Google Cars Drive Themselves, In Traffic
An anonymous reader noted that "At the TED 2011 conference this week, Google has been giving extremely rare demos of its self-driving cars. TED attendees have even been allowed to travel inside them, on a closed course. The car is a project of Google, which has been working in secret but in plain view on vehicles that can drive themselves, using artificial-intelligence software that can sense anything near the car and mimic the decisions made by a human driver."
The referenced article describes Google taking a car out into traffic on US 101.
In other words Google turned all the other drivers on the road into involuntary, unpaid, unknowing guinea pigs.
There's a word for that - irresponsible.
there is no way a @#$ robot can judge what to do about oncoming accidents, like a pedestrian, a deer, a squirrel, a semi jackknifing, an ambulance passing, a crash ahead of you, a gigantic pothole, a box full of dishes that fell off a truck, a big tree branch, a patch of black ice, a tire blowing out, a semi weaving in a strong wind, etc etc etc.
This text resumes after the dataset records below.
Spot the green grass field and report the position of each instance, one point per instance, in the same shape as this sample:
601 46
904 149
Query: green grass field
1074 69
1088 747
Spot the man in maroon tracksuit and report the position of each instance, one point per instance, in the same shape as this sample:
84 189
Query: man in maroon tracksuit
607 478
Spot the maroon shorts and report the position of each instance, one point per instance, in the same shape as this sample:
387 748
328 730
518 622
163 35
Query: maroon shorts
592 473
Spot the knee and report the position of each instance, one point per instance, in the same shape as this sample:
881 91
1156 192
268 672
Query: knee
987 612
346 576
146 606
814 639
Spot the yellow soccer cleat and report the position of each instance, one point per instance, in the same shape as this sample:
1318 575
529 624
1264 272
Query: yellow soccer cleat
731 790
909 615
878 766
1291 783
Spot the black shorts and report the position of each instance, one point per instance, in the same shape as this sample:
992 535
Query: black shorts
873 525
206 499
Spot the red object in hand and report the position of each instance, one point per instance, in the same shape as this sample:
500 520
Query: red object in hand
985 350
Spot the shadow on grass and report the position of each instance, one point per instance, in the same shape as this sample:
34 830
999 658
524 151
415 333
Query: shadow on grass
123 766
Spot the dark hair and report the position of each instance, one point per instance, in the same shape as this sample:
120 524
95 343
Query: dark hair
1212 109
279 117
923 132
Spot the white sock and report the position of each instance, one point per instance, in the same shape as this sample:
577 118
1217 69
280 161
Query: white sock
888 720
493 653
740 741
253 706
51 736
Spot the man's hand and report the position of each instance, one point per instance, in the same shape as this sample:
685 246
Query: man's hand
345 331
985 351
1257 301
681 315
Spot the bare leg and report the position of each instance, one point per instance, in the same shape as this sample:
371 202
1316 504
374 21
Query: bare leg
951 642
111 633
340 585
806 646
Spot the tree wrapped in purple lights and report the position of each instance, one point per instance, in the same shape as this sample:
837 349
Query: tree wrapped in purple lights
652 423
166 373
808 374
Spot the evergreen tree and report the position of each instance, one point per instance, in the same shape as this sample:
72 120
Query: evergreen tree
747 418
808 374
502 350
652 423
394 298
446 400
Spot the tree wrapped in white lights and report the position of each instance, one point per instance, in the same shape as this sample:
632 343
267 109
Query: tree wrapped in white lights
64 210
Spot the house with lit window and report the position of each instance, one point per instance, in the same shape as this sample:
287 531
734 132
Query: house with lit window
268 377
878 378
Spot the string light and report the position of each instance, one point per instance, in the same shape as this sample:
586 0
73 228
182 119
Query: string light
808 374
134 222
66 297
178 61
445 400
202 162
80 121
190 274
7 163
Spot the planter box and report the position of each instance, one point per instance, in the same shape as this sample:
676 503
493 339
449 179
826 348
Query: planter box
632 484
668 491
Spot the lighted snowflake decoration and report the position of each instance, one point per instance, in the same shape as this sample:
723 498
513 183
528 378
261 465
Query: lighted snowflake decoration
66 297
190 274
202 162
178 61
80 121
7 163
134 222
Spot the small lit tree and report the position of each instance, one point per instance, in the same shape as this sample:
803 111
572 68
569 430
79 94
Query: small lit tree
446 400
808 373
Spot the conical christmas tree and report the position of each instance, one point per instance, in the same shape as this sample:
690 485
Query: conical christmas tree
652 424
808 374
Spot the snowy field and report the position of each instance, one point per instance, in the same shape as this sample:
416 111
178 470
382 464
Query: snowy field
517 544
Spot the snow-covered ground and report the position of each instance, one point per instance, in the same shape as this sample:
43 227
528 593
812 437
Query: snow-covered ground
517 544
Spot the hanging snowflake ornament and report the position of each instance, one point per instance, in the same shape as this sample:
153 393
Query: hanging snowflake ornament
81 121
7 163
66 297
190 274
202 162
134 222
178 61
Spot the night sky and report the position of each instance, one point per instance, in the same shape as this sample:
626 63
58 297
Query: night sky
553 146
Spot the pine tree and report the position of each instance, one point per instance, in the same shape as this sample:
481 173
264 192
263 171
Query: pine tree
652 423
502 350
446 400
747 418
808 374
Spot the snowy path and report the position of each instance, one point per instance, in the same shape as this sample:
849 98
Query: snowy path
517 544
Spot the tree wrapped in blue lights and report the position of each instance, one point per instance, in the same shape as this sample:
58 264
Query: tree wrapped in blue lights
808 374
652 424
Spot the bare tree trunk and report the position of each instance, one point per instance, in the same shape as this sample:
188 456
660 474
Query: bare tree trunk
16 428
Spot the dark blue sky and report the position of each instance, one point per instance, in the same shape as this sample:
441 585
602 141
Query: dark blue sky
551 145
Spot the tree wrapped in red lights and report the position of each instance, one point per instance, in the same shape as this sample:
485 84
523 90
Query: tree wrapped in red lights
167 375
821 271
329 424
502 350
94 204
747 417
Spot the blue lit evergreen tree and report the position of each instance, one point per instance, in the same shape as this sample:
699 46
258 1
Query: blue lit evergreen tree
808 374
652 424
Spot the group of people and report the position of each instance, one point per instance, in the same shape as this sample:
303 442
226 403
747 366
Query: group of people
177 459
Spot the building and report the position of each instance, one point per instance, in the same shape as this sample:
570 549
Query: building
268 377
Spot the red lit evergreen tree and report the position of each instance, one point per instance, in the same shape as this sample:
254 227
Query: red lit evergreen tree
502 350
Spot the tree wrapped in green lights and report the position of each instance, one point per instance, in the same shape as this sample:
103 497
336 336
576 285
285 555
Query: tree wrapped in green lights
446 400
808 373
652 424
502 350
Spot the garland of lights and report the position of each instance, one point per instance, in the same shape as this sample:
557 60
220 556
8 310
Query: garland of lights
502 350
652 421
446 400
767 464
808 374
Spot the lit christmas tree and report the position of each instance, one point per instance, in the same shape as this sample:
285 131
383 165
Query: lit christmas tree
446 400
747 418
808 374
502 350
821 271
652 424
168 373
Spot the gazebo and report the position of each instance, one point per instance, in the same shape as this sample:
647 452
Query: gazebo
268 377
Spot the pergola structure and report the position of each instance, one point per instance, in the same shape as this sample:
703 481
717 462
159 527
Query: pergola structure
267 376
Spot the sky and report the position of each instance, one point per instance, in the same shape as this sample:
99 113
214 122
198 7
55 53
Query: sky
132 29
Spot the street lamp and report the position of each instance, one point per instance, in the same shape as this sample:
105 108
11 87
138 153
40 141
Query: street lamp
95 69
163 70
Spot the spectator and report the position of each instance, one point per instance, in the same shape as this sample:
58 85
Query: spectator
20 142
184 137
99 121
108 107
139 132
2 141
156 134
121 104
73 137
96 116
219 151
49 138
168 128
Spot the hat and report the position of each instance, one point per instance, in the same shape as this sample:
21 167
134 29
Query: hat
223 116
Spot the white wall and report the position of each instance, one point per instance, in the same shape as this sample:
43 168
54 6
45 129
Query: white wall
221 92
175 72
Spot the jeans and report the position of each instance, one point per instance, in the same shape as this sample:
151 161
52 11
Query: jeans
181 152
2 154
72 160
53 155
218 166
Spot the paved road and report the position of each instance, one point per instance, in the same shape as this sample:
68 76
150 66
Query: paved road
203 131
the solution to the 'i dont want to waste my time driving' problem is to build more trains, and make cities more walkable. to do that, you first have to win over the 'trains = communism' crowd using some kind of distributed jobs program (like the military does for its socialist money wasting mega-projects) and through targeting conservative locations for building up the rail infrastructure so they will get pork from it.
It really doesn't matter how safe it is, there are regulations for testing of devices with human subjects, those standards are there for a reason. They are included in HIPAA, to give a concrete starting point. A few decades ago it was a lot more lax, and a lot of really awful experiments took place, the bar now is set really high, and its a lot more strict than just being "safe". The FAA created the Class 3 license for experimental space vehicles, the NHTSA should be doing something similar if this kind of thing is going to proceed legitimately.
I for one am surprised that Google legal department would let this one slide, then again maybe they were never even told about what was happening, typical arrogant kids (I mean that in the best possible sense, of course).